Grokster appeal to US Supreme Court

The US Supreme Court has agreed to review one of the most controversial copyright law decisions of the last 25 years. The 9th Circuit US Court of Appeal had ruled on 19 August 2004 that online Peer-to-Peer (“P2P”) file-sharing services could not be held contributorily or vicariously liable for aiding copyright infringement.

The decision of the Circuit Court relied on the 1984 decision in the “Sony Betamax” case.  In that case, the US Supreme Court found that because Sony’s Betamax video tape recorder was capable of “commercially significant non-infringing uses”, constructive knowledge of the infringing activity could not be implied.  That is, because the fact that Sony knew the Betamax, generally speaking, could be used for infringement did not necessarily mean that Sony was liable for infringement of copyright.

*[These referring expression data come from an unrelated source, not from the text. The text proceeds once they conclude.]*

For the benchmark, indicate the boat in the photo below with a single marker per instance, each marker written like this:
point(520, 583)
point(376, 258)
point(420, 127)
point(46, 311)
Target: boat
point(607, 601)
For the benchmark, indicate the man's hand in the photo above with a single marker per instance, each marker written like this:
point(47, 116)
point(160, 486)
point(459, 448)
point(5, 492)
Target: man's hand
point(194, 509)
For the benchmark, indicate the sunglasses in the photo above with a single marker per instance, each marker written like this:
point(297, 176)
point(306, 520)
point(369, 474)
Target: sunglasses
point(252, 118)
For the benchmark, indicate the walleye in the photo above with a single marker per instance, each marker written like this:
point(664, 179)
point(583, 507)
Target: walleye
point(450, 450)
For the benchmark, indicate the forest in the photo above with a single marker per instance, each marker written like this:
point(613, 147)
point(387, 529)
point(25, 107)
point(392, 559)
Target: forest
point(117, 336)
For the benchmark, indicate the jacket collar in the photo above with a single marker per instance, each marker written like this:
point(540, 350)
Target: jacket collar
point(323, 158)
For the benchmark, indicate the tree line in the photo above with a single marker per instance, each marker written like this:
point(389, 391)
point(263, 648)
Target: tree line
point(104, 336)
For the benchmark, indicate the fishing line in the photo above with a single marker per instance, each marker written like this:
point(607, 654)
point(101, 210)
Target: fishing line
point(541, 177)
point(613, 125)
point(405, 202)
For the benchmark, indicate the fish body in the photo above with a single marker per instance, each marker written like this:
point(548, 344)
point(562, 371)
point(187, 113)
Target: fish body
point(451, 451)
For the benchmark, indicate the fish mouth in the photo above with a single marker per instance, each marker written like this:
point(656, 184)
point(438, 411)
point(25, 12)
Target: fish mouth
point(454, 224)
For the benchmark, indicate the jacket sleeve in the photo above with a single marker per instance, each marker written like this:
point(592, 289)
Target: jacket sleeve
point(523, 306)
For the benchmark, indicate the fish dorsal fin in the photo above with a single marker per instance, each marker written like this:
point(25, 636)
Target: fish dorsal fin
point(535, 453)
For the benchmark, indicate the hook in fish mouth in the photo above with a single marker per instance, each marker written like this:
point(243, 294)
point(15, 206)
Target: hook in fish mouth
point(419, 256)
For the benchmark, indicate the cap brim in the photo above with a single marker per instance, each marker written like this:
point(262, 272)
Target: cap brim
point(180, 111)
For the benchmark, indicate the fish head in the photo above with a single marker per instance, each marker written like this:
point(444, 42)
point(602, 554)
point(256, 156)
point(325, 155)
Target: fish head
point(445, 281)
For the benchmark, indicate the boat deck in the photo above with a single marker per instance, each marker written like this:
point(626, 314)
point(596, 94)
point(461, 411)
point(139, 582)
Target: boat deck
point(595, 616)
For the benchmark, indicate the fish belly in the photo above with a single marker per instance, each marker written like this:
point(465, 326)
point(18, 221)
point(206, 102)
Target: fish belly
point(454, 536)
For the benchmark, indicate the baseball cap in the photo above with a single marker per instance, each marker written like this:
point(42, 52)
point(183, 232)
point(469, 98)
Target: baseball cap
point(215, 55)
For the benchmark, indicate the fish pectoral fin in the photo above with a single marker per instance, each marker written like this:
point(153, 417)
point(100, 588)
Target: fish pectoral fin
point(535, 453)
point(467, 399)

The better-known Napster decision in 2000 went against the P2P service because the company housed and controlled the servers that searched for the digital files that users then downloaded. Grokster and other similar services, however, now operate decentralised systems that allow direct access between users. The Circuit Court also relied on this lack of control to establish that the P2P service had no vicarious liability.

One notable (and possibly crucial) difference between the two cases is that, while Betamax concerned the copying of broadcasts (which are time-dependent and therefore subject to the “time-shifting” exception), Grokster concerns copies of discrete works like songs and movies to which the time-shifting exception and other broadcast-specific issues do not apply.

Among the many claimants against Grokster are the Motion Picture Association of America, the RIAA, Warner Brothers and a class of 27,000 music publishers and composers. The decision may come as early as June 2005.